The five-day trip was aimed at strengthening scientific and technological ties between the two countries and resulted in the signing of bilateral accords.
Couchepin, who was accompanied on his visit by a delegation of representatives from the political, scientific and business spheres, said his trip had brought forward the signing of the accords.
“Without this visit, it would have taken three years to reach the level of cooperation we have managed to achieve in three months,” he said at the end of his trip.
The Swiss president said it was important for Switzerland to become more involved in India’s high-tech sector, which he described as flourishing and a “positive symbol” of a developing nation.
“India has some of the best scientific minds,” he added.

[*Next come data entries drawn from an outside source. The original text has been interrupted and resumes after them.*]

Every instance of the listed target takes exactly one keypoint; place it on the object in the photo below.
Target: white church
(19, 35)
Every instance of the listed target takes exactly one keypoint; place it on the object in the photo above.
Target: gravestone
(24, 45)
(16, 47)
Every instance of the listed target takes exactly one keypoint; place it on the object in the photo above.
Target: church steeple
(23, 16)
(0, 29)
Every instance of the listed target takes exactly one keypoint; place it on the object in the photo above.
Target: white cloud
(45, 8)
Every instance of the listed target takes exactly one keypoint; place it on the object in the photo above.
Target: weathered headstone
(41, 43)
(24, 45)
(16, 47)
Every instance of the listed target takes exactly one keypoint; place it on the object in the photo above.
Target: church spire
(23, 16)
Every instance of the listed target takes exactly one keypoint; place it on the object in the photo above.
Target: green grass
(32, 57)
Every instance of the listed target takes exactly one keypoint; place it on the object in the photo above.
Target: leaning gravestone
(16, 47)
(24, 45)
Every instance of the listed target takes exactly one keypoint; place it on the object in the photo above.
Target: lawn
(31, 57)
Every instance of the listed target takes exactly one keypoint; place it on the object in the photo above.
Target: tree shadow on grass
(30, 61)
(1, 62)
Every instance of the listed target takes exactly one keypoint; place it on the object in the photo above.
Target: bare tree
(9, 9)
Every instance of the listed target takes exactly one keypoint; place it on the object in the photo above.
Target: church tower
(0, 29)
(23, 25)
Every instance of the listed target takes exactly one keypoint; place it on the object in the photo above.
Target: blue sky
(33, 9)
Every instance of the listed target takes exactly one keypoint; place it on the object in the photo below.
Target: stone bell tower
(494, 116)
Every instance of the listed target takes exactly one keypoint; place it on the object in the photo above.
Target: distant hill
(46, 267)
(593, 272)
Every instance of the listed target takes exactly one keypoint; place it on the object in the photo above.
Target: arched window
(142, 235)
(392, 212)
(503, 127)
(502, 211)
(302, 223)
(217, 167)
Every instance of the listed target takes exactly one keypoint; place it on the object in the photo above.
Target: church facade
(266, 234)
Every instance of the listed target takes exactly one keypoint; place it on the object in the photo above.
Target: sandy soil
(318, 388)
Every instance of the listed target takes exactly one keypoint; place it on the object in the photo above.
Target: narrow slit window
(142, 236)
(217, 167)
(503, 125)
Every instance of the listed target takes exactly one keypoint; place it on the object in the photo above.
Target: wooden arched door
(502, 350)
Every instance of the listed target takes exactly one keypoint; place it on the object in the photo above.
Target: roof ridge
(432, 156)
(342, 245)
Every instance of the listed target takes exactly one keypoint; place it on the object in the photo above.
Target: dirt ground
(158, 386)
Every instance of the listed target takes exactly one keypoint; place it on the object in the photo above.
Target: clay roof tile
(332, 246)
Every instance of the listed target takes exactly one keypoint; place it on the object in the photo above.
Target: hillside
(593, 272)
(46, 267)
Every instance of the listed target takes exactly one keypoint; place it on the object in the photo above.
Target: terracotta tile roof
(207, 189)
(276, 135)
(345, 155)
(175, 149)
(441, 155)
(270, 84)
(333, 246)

While in India, the Swiss president signed two bilateral accords aimed at boosting cooperation between the two nations: one in the field of science and technology, and the other for the provision of humanitarian assistance in the event of a natural disaster.
They were signed on Monday during a meeting with Indian president Abdul Kalam at the presidential palace in New Delhi.
The scientific and technological cooperation accord focuses mainly on projects for developing nanotechnology, biotechnology and information technology. In particular, the document paves the way for exchanges between universities.
During his meeting with Kalam, Couchepin invited the Indian president to Switzerland.
He also invited the Indian prime minister, Atal Behari Vajpayee, to next month’s World Summit on the Information Society to be held in Geneva.
Couchepin warned that Switzerland must not miss out on the opportunity to work more closely with the sub-continent, pointing to Germany and France, which have around 150 and 100 technology projects with India respectively.
Rodolphe Imhoof, head of the Asia section at the Swiss foreign ministry, believes Switzerland has much to gain from closer ties with India.
“Closer cooperation with India in the technology sector opens up good prospects for the Swiss economy,” he said. “India is already an important economic partner for Switzerland.”
On Tuesday morning, Couchepin and his delegation met the Indian minister for science and technology, Murli Manohar Joshi, to discuss joint projects.
The two sides agreed to hold workshops in both India and Switzerland to identify specific projects. The joint committee coordinating the cooperation is to meet in June.
Meanwhile, a conference on science is planned to take place in Lausanne some time in 2004.
Before leaving for India, state secretary for science and research Charles Kleiber said the long-term goal was to set up a Swiss-Indian research centre, funded by both governments.
swissinfo with agencies
Couchepin signed two bilateral accords during his trip to India: one to boost scientific and technological ties and the other to provide humanitarian aid in the event of a natural disaster.
Couchepin said Switzerland was lagging behind France and Germany in terms of scientific and technological cooperation with India.
During his trip, Couchepin met the Indian president, Abdul Kalam, the prime minister, Atal Behari Vajpayee, and the minister for science and technology, Murli Manohar Joshi.